TIME: 9h50 - 10h10
COFFEE and CROISSANT
TIME: 10h10 - 10h15
Introduction
TIME: 10h15 - 11h10 (45 + 10 mins)
SPEAKER: Matteo Viel (SISSA)
TITLE: Probing the Universe with Hydrogen
ABSTRACT: I will review the role of atomic Hydrogen as a tracer of the structure formation processes from high to low redshift, in the post-reionization era. I will try to address some fundamental questions like: can we probe dark matter nature and neutrino masses? can we constrain the geometry and dynamics of our Universe using this tracer? is there evidence of new physics beyond the standard cosmological model? can we test General Relativity? Moreover, I will address the most important astrophysical nuisances that could impact such measurements.
TIME: 11h10 - 11h20
COFFEE BREAK
TIME: 11h20 - 12h15 (45 + 10 mins)
SPEAKER: Julien Carron (University of Geneva)

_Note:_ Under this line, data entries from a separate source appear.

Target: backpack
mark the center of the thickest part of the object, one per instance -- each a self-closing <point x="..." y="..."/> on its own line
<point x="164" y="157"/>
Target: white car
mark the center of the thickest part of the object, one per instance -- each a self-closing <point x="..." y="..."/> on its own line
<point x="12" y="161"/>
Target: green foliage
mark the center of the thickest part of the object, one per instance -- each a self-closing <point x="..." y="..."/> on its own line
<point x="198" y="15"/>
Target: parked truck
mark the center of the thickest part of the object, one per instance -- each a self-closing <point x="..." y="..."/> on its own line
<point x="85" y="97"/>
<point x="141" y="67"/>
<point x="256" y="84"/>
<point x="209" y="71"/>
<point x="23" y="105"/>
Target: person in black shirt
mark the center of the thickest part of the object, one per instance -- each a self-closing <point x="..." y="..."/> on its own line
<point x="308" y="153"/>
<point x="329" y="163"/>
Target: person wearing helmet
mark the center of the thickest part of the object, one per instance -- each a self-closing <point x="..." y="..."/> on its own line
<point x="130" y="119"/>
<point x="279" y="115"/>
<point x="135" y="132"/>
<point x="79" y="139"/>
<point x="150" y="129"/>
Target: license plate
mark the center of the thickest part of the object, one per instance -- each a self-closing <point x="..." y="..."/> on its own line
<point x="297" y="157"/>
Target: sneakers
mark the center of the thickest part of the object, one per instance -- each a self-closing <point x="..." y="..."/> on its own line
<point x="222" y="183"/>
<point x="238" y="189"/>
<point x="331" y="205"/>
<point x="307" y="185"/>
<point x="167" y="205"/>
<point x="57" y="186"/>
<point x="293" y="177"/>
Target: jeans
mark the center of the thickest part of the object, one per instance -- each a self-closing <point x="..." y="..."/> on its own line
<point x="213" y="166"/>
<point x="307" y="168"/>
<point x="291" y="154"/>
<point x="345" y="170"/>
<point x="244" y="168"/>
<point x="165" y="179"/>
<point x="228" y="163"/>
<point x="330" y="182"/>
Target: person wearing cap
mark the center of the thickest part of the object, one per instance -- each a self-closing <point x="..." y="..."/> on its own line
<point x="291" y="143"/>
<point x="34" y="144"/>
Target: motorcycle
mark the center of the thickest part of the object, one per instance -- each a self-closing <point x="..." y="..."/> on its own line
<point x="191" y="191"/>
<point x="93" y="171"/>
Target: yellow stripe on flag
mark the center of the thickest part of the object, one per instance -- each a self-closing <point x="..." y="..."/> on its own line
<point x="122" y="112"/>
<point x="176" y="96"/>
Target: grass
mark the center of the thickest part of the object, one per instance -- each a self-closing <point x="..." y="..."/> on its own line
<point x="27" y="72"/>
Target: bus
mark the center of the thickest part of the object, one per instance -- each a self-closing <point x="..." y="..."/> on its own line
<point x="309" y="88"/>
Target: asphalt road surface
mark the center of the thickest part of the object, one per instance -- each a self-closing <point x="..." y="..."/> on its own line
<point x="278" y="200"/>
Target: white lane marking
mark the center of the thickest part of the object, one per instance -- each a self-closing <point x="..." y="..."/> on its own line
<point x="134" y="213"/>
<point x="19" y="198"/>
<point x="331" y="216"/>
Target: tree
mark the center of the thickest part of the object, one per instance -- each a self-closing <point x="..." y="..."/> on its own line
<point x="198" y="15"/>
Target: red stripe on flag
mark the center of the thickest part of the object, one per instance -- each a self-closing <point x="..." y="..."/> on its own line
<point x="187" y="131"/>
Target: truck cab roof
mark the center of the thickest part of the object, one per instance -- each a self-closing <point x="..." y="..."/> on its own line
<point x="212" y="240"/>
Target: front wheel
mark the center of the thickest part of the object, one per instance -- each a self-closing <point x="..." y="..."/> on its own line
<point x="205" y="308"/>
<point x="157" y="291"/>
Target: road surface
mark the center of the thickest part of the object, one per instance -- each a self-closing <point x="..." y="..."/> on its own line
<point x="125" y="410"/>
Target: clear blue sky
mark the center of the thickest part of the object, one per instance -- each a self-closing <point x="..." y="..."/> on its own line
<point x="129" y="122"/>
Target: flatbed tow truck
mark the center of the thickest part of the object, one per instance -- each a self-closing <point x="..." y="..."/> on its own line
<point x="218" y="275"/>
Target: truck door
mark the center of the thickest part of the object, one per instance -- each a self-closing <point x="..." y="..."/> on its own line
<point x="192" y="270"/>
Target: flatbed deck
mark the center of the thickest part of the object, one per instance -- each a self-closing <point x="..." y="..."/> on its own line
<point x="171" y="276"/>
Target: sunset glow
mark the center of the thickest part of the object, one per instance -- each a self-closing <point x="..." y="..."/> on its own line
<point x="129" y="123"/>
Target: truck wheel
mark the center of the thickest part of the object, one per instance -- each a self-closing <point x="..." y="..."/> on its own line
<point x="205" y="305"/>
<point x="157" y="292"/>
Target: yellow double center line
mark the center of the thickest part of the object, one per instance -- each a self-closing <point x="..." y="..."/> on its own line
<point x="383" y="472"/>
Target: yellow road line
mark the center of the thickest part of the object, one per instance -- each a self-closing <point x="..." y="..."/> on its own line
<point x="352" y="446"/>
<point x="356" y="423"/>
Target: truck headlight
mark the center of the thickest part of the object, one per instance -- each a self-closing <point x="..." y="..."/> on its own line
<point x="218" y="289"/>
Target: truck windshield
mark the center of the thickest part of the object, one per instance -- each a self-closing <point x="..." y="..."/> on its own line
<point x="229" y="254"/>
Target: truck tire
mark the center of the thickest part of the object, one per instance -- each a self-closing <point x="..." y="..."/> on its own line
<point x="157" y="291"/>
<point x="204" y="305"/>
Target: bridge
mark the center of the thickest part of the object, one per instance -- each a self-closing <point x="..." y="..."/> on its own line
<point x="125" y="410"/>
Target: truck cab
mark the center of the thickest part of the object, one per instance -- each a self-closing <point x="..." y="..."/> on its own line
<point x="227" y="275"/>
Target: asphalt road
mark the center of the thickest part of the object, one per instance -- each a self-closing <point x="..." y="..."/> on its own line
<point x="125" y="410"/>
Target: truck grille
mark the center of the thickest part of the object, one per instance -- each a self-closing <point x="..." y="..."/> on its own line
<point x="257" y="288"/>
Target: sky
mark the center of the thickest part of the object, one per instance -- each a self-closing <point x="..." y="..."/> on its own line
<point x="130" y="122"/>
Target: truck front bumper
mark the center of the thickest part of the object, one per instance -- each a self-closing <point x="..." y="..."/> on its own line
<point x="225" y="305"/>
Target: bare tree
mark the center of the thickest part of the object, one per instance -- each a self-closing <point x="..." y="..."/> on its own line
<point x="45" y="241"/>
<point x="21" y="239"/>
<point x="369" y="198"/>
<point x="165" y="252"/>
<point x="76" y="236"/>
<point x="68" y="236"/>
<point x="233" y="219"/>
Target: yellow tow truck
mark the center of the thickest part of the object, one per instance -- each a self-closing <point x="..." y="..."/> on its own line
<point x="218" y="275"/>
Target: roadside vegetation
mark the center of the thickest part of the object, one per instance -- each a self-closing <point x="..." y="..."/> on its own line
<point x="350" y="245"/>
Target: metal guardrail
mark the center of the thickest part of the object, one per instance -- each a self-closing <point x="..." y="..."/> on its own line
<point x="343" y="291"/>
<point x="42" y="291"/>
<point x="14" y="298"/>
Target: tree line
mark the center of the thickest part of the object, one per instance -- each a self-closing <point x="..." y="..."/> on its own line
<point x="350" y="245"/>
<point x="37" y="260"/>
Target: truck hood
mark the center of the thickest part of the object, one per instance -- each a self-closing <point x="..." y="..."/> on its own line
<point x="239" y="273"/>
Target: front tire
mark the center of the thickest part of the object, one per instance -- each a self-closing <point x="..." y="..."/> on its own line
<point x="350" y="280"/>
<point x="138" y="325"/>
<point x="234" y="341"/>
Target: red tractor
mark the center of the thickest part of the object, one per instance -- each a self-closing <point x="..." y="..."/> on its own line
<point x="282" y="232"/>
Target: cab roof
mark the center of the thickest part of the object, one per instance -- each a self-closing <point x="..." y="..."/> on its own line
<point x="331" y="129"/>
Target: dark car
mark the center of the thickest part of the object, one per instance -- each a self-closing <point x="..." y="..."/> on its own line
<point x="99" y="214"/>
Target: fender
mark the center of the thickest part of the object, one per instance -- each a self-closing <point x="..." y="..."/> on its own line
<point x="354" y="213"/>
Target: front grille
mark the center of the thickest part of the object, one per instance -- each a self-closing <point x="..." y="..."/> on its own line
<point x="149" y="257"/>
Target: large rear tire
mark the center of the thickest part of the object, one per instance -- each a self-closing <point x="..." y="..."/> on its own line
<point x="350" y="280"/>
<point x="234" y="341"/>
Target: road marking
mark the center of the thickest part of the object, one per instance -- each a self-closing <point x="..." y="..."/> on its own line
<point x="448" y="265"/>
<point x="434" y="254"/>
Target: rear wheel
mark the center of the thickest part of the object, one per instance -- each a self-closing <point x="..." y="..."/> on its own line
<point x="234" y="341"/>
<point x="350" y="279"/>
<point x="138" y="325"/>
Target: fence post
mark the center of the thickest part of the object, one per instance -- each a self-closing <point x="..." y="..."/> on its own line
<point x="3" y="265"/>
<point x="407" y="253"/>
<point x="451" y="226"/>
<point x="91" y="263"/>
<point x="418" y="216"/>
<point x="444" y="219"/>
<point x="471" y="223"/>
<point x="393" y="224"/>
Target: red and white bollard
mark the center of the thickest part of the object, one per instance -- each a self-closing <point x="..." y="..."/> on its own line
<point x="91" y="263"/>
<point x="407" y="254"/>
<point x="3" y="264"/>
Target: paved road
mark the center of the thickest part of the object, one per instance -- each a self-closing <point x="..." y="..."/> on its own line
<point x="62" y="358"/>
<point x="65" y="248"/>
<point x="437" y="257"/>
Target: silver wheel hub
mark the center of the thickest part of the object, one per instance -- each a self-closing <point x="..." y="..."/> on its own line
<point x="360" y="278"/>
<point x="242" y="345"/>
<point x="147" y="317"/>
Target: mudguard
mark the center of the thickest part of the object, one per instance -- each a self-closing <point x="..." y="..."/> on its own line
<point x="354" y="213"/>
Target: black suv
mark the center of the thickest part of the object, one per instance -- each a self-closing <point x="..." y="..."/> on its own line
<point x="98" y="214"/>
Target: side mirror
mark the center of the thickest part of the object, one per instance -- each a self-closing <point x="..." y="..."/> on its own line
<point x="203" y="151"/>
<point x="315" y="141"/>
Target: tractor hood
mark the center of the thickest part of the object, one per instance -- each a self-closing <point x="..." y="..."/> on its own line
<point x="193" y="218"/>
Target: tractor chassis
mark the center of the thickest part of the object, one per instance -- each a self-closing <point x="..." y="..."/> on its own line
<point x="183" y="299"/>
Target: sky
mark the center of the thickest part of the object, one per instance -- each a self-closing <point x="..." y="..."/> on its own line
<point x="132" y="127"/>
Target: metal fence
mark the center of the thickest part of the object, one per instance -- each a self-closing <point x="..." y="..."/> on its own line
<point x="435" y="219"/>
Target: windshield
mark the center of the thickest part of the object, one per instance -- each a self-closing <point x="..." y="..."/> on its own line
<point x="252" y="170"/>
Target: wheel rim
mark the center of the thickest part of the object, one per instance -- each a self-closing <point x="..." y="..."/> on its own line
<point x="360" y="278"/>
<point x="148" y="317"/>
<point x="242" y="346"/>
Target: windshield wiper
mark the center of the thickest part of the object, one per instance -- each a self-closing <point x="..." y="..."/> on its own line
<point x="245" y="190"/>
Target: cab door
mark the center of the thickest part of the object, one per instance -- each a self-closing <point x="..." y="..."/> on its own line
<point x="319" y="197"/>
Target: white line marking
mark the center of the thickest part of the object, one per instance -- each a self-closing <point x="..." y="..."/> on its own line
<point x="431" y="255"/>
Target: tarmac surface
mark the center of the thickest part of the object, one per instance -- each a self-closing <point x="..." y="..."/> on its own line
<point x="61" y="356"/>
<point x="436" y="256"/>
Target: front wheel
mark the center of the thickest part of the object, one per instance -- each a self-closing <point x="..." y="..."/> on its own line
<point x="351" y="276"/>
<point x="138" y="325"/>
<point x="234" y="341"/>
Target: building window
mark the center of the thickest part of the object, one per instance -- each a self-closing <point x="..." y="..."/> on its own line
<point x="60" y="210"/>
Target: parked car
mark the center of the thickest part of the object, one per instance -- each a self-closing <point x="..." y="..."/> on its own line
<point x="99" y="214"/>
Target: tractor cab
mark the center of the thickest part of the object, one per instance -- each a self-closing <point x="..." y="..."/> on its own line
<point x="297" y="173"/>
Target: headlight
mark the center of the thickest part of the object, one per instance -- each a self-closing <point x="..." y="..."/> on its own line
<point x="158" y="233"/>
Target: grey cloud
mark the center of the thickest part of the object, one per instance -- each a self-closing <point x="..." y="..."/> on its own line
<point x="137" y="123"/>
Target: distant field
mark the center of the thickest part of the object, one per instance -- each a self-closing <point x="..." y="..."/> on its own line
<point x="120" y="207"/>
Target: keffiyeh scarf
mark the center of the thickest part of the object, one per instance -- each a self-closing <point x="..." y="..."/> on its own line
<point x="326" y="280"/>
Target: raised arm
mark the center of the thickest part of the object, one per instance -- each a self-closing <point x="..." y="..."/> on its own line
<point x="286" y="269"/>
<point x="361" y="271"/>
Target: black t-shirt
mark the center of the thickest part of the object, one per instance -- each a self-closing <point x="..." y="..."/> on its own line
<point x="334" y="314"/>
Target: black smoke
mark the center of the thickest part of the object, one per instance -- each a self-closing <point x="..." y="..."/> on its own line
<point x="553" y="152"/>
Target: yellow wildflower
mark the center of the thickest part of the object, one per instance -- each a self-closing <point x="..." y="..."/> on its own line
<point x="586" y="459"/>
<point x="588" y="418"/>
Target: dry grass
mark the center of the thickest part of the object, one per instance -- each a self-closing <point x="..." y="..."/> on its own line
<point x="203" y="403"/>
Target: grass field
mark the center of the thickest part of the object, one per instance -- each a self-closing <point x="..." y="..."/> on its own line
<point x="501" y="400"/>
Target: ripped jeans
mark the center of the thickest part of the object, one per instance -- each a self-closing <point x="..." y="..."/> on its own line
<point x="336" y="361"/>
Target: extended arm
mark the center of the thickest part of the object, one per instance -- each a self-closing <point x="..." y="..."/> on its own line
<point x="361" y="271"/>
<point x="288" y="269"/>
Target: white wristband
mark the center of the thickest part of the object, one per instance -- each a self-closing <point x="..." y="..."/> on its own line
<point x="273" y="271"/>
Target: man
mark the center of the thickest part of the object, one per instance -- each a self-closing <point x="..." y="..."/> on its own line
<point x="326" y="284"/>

TITLE: CMB (de-)lensing, towards a key cosmological probe
ABSTRACT: Precise extraction of the gravitational lensing signal from the Cosmic Microwave Background is forecast to play a key role for several fundamental physics targets of cosmological observations in the next decade. This includes best constraints on 1) the primordial gravitational wave background, or 2) the measurement of the neutrino mass scale. In the first part of my talk, I will first go through the latest results and challenges in CMB lensing. I will then discuss novel lensing measurement techniques of higher fidelity based on the CMB polarization which we are developing and how they can meet these two targets.
TIME: 12h15 - 12h30
COFFEE BREAK
TIME: 12h30 - 13h30 (35 + 25 mins)
SPEAKER: Francois Lanusse (CEA Saclay)
TITLE: Merging deep learning with physical models for the analysis of modern cosmological surveys
ABSTRACT: As we move towards the next generation of cosmological surveys, our field is facing new and outstanding challenges at all levels of scientific analysis, from pixel-level data reduction to cosmological inference. As powerful as Deep Learning (DL) has proven to be in recent years, in most cases a DL approach alone proves to be insufficient to meet these challenges, and is typically plagued by issues including robustness to covariate shifts, interpretability, and proper uncertainty quantification, impeding their exploitation in scientific analysis. In this talk, I will instead advocate for a unified approach merging the robustness and interpretability of physical models, the proper uncertainty quantification provided by a Bayesian framework, and the inference methodologies and computational frameworks brought about by the Deep Learning revolution. In particular, we will see how deep generative models can be embedded within principled physical Bayesian modeling, for instance, to enable Simulation-Based Inference (bypassing the need for analytic likelihoods), or to solve a number of astronomical ill-posed inverse problems ranging from simple image denoising all the way to inferring the distribution of dark matter in the Universe. I will also highlight the power of automatic differentiation frameworks for physical modeling, with applications ranging from fully differentiable N-body simulations to greatly accelerating cosmological posterior inference with Hamiltonian Monte-Carlo.